15
I struggled to yell but no sound would come. I had to get to the tent to wake Jessie and Frasier. I tried to get up but my muscles wouldn’t respond. The footsteps were coming closer but I couldn’t even crawl.
Then at last I felt my breath returning. The footsteps were running. I opened my mouth to scream, feeling a huge wave of sound building in me.
“AAAAAAAHHHHHH—!”
Hands grabbed me from behind, digging into my sides. My scream broke off as I snapped awake. Jessie was shaking me.
“You fell asleep,” Jessie said accusingly. “It’s morning. We’re lucky those icky aliens didn’t slime their way into our brains while we were asleep.”
“Here you go,” said Frasier. “Breakfast.” He handed out shrink-wrapped packets.

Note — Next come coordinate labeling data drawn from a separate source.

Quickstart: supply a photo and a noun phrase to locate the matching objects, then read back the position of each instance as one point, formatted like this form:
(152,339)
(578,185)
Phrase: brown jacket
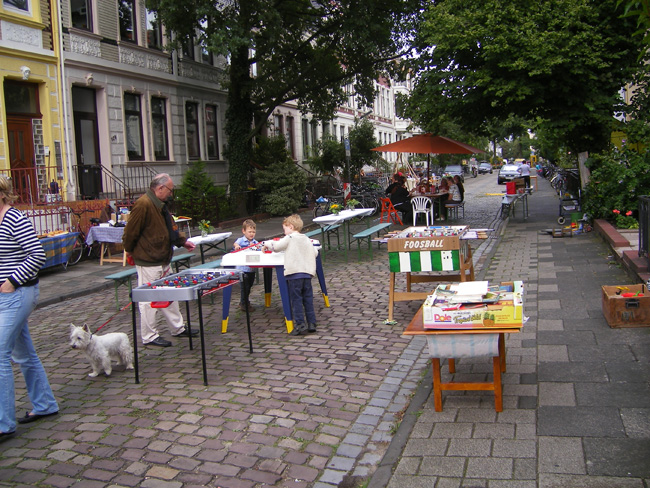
(146,236)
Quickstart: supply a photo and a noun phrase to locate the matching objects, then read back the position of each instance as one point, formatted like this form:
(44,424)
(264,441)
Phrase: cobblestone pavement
(323,410)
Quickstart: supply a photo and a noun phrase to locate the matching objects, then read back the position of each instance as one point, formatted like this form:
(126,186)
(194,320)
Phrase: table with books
(468,320)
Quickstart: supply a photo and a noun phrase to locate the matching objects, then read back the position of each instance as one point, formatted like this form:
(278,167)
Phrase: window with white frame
(192,130)
(159,129)
(128,31)
(211,131)
(133,126)
(154,31)
(22,5)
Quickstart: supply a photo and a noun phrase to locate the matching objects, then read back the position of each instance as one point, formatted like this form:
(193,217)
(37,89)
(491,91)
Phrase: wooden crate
(620,311)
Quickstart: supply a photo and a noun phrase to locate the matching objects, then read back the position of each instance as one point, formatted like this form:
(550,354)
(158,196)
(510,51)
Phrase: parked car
(508,172)
(453,170)
(484,167)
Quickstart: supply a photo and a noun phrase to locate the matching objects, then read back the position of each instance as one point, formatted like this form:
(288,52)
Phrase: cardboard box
(506,313)
(626,311)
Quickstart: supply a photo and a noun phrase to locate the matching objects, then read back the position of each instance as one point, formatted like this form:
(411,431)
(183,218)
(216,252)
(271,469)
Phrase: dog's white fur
(100,350)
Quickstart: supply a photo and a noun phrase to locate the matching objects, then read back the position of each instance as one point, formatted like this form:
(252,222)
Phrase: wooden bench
(124,277)
(367,235)
(121,278)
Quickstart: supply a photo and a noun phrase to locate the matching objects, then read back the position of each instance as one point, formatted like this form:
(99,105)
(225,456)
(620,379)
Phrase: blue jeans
(301,295)
(16,344)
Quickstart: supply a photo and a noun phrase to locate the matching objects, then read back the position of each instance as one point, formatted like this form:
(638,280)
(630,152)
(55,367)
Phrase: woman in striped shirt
(21,256)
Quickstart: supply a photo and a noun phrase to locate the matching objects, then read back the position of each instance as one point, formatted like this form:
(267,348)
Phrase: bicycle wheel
(77,251)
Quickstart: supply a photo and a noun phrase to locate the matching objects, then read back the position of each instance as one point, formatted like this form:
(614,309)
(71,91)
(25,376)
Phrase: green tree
(558,62)
(278,180)
(301,50)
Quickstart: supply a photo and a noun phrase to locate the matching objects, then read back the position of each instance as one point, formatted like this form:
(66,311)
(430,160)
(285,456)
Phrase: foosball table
(186,286)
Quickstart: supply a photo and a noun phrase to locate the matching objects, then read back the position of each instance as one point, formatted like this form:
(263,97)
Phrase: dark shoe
(34,417)
(158,341)
(299,330)
(186,333)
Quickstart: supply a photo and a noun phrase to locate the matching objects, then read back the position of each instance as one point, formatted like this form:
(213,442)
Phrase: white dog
(100,350)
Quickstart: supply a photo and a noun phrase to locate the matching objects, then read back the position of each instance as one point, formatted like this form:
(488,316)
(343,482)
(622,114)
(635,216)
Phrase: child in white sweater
(299,268)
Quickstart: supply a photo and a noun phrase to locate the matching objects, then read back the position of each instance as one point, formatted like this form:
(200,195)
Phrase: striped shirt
(21,253)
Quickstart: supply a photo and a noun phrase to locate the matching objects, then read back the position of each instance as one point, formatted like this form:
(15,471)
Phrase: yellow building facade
(31,133)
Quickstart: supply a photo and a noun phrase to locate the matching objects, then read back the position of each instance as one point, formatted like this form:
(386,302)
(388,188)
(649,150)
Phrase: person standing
(249,229)
(525,172)
(21,257)
(299,268)
(148,238)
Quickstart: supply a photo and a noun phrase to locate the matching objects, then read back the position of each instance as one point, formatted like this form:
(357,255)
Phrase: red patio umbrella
(429,144)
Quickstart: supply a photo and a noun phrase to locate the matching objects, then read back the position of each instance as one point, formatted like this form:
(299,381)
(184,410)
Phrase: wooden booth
(427,255)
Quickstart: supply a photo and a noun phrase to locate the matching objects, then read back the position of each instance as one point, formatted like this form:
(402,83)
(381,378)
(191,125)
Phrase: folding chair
(422,205)
(388,212)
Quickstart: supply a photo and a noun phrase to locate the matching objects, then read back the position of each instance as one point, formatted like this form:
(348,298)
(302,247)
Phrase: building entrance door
(89,174)
(21,156)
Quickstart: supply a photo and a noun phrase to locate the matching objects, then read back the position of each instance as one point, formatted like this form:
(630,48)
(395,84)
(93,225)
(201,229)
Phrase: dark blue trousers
(301,295)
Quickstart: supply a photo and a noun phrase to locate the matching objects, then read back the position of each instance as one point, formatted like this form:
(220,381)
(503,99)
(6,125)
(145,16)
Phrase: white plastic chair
(422,205)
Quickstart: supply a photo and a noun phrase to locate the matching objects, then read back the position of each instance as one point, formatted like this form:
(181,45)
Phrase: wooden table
(106,235)
(416,327)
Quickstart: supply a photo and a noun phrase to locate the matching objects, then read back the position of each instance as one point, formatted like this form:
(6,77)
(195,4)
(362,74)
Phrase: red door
(21,155)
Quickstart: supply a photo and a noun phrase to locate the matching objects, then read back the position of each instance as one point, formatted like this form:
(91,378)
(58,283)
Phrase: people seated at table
(399,197)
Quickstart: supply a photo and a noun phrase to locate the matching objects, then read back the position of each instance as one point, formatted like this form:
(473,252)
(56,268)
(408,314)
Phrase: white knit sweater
(299,253)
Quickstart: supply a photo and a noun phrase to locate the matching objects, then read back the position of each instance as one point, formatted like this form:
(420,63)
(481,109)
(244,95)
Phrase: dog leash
(113,316)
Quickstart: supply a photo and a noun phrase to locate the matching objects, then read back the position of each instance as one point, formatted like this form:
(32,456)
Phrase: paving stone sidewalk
(333,408)
(576,392)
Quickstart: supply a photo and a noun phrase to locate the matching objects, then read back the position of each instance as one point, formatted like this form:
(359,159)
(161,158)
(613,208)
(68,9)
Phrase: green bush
(278,180)
(199,198)
(618,178)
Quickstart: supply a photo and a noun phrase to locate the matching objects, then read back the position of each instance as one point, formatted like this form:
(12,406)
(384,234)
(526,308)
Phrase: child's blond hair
(295,221)
(248,223)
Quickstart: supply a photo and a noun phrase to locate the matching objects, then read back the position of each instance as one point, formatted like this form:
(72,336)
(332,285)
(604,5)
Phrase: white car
(508,172)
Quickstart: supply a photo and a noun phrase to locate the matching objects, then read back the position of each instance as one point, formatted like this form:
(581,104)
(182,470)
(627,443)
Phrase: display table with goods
(254,257)
(469,320)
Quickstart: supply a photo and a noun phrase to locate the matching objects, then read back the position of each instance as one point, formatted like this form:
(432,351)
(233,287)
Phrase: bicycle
(80,248)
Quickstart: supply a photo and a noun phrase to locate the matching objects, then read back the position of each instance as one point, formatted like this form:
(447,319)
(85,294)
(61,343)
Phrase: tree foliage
(300,50)
(560,63)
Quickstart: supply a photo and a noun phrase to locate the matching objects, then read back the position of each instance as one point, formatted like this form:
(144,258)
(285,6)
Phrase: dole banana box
(507,312)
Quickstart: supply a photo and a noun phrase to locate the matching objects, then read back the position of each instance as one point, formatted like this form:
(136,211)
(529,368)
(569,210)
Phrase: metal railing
(644,225)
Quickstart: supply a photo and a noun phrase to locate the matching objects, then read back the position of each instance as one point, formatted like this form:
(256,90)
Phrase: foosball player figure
(299,268)
(248,278)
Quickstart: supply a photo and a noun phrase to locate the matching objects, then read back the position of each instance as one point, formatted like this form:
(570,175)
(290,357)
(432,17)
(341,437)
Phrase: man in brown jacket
(148,239)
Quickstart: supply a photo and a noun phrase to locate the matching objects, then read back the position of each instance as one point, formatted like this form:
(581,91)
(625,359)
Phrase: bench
(452,209)
(367,234)
(124,277)
(325,232)
(121,278)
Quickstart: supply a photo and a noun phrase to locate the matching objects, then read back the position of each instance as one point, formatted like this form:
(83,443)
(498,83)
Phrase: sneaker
(158,341)
(299,330)
(186,333)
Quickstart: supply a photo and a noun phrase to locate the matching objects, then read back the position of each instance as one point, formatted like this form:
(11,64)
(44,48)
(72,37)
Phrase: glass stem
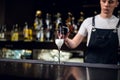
(59,56)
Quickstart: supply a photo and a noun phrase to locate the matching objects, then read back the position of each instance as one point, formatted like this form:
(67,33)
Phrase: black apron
(103,45)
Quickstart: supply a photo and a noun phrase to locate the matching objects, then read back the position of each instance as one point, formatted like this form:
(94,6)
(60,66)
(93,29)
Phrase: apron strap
(118,24)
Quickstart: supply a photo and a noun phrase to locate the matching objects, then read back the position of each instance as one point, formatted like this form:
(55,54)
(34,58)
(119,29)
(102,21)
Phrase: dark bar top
(62,63)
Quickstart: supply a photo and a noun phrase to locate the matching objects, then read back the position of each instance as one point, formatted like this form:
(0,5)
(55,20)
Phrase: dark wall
(21,11)
(2,11)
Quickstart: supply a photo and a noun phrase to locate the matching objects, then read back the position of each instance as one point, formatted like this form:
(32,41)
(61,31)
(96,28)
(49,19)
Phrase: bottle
(2,32)
(41,35)
(26,32)
(15,33)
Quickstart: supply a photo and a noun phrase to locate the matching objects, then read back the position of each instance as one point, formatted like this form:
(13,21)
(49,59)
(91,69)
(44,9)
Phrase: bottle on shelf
(3,32)
(26,32)
(58,20)
(80,20)
(15,33)
(38,24)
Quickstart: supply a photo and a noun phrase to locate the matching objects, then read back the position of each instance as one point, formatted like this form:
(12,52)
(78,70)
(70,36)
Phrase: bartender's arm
(73,43)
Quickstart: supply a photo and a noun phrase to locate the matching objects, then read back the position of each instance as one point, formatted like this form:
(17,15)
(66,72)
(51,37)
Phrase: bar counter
(21,69)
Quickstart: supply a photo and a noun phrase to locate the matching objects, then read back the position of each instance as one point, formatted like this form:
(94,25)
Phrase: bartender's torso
(102,40)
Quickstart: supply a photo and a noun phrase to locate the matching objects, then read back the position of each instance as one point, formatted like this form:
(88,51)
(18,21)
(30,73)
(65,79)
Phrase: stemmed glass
(59,40)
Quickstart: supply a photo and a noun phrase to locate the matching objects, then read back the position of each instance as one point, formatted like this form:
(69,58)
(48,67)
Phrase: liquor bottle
(38,22)
(74,26)
(42,35)
(2,32)
(58,20)
(26,32)
(15,33)
(118,14)
(48,27)
(80,20)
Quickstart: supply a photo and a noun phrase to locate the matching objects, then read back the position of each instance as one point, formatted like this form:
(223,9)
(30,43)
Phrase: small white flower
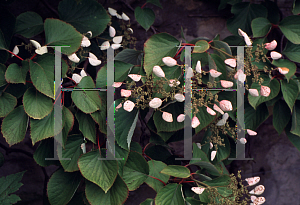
(73,57)
(115,46)
(125,17)
(15,51)
(117,39)
(105,45)
(271,46)
(231,62)
(258,190)
(41,50)
(180,118)
(117,84)
(135,77)
(174,81)
(158,71)
(275,55)
(167,117)
(93,60)
(112,11)
(252,180)
(216,108)
(155,103)
(283,70)
(128,105)
(213,155)
(85,42)
(251,132)
(198,190)
(179,97)
(112,31)
(225,105)
(253,92)
(169,61)
(125,93)
(195,122)
(198,67)
(226,84)
(214,73)
(265,91)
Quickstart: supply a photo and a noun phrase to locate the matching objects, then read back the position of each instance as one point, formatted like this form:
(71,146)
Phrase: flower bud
(271,46)
(169,61)
(158,71)
(253,92)
(231,62)
(214,73)
(125,93)
(226,84)
(155,103)
(167,117)
(179,97)
(128,105)
(275,55)
(195,122)
(225,105)
(265,91)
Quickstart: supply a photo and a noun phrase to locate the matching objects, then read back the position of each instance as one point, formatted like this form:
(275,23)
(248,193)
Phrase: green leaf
(62,186)
(170,195)
(86,101)
(292,51)
(260,27)
(145,17)
(29,24)
(7,103)
(288,64)
(125,123)
(16,74)
(117,195)
(85,16)
(45,150)
(253,118)
(244,13)
(296,7)
(291,30)
(202,46)
(9,185)
(176,171)
(290,92)
(73,151)
(42,73)
(155,2)
(156,47)
(135,171)
(14,126)
(59,33)
(36,105)
(42,129)
(154,170)
(280,116)
(272,84)
(101,172)
(86,126)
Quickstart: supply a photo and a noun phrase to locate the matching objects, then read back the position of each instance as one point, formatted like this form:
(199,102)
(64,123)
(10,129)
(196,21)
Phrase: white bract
(73,57)
(112,31)
(117,39)
(169,61)
(93,60)
(158,71)
(128,105)
(155,103)
(167,117)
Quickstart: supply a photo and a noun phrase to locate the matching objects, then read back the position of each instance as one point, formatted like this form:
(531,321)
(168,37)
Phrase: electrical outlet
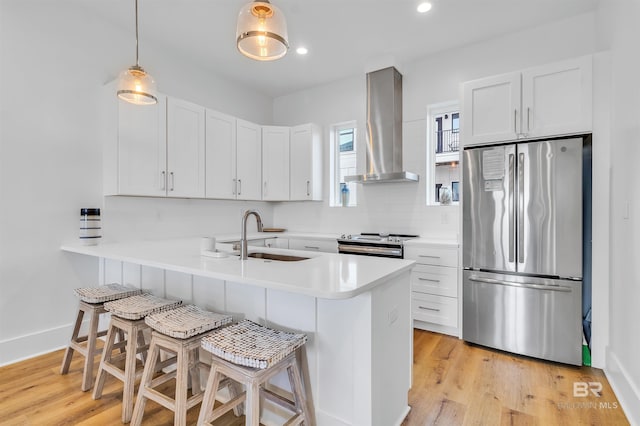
(393,315)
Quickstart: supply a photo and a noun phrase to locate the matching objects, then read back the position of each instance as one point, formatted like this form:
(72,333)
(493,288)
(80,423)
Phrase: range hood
(384,130)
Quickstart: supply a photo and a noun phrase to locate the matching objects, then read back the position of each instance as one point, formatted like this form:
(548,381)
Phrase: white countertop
(284,234)
(323,275)
(426,241)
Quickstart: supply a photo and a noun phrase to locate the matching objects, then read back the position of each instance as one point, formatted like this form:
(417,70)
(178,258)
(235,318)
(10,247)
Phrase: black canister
(90,226)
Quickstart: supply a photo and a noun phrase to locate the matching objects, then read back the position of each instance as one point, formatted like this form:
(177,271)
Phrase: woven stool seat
(178,332)
(252,345)
(105,293)
(186,321)
(250,354)
(139,306)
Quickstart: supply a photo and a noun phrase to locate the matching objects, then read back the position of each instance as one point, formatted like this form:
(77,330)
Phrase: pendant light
(261,33)
(135,85)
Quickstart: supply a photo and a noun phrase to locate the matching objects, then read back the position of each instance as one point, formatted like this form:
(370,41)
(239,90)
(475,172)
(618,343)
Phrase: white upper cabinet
(557,98)
(549,100)
(139,166)
(248,160)
(185,149)
(275,163)
(490,109)
(306,163)
(220,155)
(179,149)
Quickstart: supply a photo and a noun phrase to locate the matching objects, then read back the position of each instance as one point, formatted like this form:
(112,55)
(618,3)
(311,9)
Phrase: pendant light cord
(137,64)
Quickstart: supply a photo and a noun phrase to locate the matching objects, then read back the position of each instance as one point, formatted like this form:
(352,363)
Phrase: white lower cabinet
(435,287)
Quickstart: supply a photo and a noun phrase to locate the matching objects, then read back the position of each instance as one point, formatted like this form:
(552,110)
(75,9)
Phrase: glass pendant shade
(261,33)
(137,87)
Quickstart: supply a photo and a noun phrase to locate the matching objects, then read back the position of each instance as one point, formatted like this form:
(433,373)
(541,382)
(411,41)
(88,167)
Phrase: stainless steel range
(374,244)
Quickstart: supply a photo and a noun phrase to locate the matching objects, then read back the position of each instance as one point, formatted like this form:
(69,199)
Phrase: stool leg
(129,374)
(87,379)
(104,359)
(68,353)
(295,379)
(182,383)
(147,375)
(209,399)
(252,409)
(194,370)
(141,344)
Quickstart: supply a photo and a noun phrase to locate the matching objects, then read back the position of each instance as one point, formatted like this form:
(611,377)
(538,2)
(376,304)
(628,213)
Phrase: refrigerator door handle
(512,225)
(521,285)
(521,208)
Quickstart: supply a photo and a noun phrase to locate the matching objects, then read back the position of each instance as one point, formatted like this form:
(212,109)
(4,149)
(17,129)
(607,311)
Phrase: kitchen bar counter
(355,311)
(323,275)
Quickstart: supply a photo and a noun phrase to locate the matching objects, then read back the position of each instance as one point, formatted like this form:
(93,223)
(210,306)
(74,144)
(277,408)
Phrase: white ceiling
(344,37)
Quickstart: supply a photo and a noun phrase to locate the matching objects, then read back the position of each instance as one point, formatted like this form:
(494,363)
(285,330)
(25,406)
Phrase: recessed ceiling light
(424,7)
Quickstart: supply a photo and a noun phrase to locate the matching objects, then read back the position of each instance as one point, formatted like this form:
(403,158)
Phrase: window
(343,163)
(443,150)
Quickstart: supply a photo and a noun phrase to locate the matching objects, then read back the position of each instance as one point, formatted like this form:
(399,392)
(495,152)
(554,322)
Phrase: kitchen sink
(279,257)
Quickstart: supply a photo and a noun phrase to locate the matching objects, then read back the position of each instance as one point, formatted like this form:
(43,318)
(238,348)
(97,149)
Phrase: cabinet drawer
(440,280)
(435,309)
(437,256)
(328,246)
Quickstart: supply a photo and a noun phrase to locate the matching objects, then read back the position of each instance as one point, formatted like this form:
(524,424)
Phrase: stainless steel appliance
(384,130)
(522,248)
(372,244)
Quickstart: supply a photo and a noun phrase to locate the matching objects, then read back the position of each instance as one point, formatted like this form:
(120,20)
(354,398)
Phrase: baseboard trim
(35,344)
(627,392)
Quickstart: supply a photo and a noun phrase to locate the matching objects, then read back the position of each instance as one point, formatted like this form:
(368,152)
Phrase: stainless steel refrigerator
(522,248)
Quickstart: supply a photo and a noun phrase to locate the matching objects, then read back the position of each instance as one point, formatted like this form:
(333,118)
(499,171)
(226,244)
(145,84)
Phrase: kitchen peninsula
(355,311)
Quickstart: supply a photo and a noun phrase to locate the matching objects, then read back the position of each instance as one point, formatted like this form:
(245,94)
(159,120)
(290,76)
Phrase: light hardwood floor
(454,383)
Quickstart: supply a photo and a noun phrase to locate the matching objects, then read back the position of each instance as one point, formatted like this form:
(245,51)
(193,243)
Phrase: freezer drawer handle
(521,208)
(522,285)
(428,279)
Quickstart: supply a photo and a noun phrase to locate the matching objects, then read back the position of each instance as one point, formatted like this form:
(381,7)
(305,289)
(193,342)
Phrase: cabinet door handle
(428,279)
(425,308)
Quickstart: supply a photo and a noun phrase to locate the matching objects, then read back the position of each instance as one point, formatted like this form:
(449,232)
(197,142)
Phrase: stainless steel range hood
(384,130)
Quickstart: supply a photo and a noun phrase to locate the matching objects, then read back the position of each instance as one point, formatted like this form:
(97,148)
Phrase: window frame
(433,111)
(334,182)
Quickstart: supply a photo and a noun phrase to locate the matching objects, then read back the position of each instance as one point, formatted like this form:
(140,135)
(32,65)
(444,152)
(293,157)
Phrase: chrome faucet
(243,240)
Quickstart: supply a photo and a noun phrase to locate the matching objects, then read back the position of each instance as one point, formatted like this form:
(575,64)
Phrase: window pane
(346,140)
(344,164)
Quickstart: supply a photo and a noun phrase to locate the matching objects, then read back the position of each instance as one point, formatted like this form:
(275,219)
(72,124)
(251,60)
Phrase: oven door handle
(355,249)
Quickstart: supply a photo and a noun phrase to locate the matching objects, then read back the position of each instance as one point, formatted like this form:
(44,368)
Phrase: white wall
(54,59)
(621,31)
(395,207)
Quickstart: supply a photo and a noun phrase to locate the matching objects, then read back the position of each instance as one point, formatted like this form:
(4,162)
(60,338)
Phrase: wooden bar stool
(179,332)
(91,304)
(251,354)
(127,316)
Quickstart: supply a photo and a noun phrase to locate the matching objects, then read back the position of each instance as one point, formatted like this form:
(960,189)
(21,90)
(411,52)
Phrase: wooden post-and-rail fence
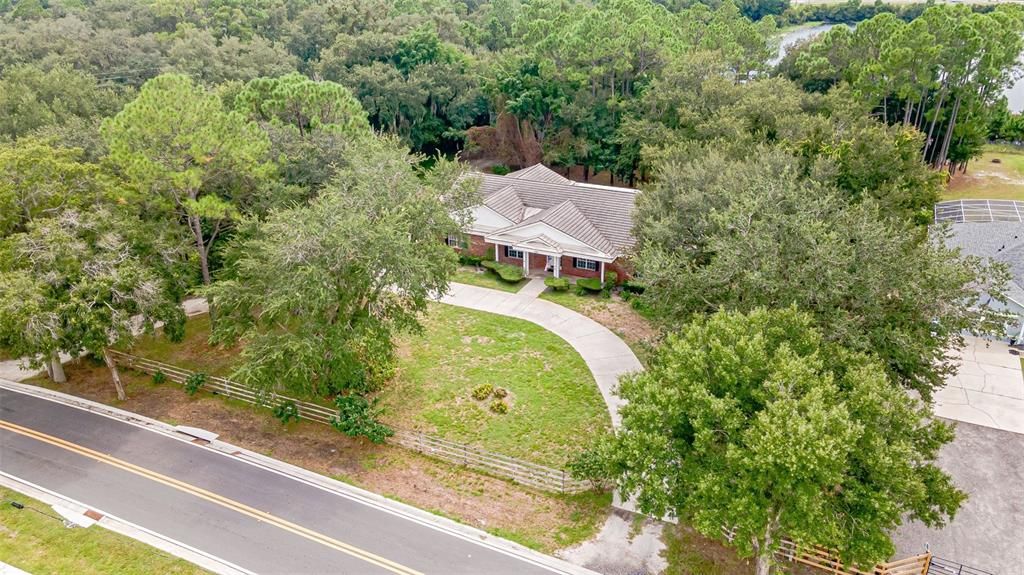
(525,473)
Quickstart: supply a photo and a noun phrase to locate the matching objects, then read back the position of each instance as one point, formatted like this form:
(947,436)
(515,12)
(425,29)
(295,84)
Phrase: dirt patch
(542,521)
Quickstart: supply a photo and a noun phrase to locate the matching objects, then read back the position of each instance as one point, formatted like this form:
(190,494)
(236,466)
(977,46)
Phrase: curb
(312,479)
(122,527)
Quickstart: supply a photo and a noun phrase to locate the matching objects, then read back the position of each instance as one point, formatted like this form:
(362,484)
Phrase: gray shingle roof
(1001,241)
(607,210)
(507,203)
(566,218)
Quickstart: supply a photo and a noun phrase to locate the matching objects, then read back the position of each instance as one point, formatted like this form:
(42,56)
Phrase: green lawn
(485,278)
(986,179)
(40,544)
(553,398)
(569,300)
(194,353)
(555,404)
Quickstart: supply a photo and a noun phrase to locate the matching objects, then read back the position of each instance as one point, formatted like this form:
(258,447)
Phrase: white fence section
(525,473)
(961,211)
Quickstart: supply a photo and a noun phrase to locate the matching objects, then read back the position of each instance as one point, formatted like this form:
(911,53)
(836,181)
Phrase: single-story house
(1001,241)
(547,223)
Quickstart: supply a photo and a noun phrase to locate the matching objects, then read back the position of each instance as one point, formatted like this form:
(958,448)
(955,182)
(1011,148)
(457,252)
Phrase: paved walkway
(987,391)
(605,353)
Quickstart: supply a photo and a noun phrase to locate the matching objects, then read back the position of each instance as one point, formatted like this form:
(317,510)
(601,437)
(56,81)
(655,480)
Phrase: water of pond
(1015,94)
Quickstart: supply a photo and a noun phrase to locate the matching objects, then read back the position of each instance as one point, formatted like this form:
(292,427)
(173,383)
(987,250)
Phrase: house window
(581,263)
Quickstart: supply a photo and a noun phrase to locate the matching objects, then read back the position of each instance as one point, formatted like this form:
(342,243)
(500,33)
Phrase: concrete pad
(986,533)
(969,382)
(620,548)
(999,386)
(1007,413)
(988,389)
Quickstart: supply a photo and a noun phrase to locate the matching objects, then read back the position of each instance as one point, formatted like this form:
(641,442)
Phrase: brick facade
(538,262)
(477,246)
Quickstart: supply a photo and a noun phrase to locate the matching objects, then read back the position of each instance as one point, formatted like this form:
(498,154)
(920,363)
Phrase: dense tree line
(943,73)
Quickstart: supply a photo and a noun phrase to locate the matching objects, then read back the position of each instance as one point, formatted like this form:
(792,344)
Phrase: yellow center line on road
(214,498)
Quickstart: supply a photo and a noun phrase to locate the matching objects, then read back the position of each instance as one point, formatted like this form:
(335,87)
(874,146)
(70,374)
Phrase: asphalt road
(254,518)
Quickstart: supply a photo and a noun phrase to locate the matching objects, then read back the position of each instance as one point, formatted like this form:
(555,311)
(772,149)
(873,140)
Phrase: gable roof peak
(540,173)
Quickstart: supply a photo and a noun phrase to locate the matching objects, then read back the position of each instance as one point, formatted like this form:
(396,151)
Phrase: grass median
(40,543)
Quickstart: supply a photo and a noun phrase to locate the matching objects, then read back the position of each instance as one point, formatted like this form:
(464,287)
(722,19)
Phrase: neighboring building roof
(1003,241)
(573,217)
(961,211)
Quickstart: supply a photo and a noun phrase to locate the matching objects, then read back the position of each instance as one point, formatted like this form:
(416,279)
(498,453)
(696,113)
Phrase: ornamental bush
(591,284)
(357,415)
(195,383)
(467,259)
(482,392)
(557,283)
(634,286)
(287,411)
(610,278)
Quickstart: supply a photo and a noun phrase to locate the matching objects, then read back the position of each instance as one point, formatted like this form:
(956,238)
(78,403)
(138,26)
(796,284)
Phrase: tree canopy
(716,233)
(176,143)
(317,291)
(753,423)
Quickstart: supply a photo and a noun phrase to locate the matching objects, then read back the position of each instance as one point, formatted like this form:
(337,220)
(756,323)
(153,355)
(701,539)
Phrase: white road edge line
(311,479)
(116,524)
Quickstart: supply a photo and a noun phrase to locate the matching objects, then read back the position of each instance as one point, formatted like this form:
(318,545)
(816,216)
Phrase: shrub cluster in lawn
(610,278)
(195,383)
(557,283)
(507,272)
(467,259)
(634,286)
(588,285)
(357,416)
(287,411)
(482,391)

“What’s this?” asked Jessie, tearing hers open.
“MREs,” Frasier answered proudly. “Meals Ready to Eat. I got them a while ago at the Army-Navy store. Cool, huh?”
“It’s brown,” I said, picking at some kind of goo. “What is it?”
Frasier shrugged. “The labels fell off so they were cheap. But they’re all certified nutritious.”
“Mine’s brown too,” said Jessie. “Except where it’s gray.” Experimentally, she touched some to her tongue. “Fried cockroach, definitely. And this here seems a lot like ground night crawler.”
“No,” I said. “I think it’s roadkill. Pressed flat by army tanks, a delicacy, like caviar.”
“Sssh,” said Frasier, binoculars to his eyes. “A school bus just pulled up,” he reported, shoveling some brown glop into his mouth. “Teachers lining up just like yesterday, herding all the kids inside.”
“Let me see,” I said, putting aside my plastic tray for the ants. But even ants didn’t seem interested. Frasier handed me the binoculars and dug into his food.
The last of the kids went inside and the teachers followed, marching in formation. There wasn’t anything else to see but I kept looking because I didn’t want to watch Frasier eat that stuff.
But after a few minutes—Frasier was smacking his lips and Jessie was making barfing noises—the doors to the school opened again.
I jerked to attention. “There’s people coming out,” I said. “Wow. They’ve been in there all night!”
“What!” cried Jessie. “Let me see!”
She grabbed the binoculars out of my hands but the image stayed with me. All the adults we had seen in the street last night, now pouring out of the school, carrying their shovels and picks and stooped with exhaustion.
“They’ve been digging,” said Jessie in an awed voice. “They’re covered with dirt.”
Frasier dropped his empty tray and snatched the binoculars. “It looks like they’ve been digging graves,” he said after a minute. “Lots and lots of graves.”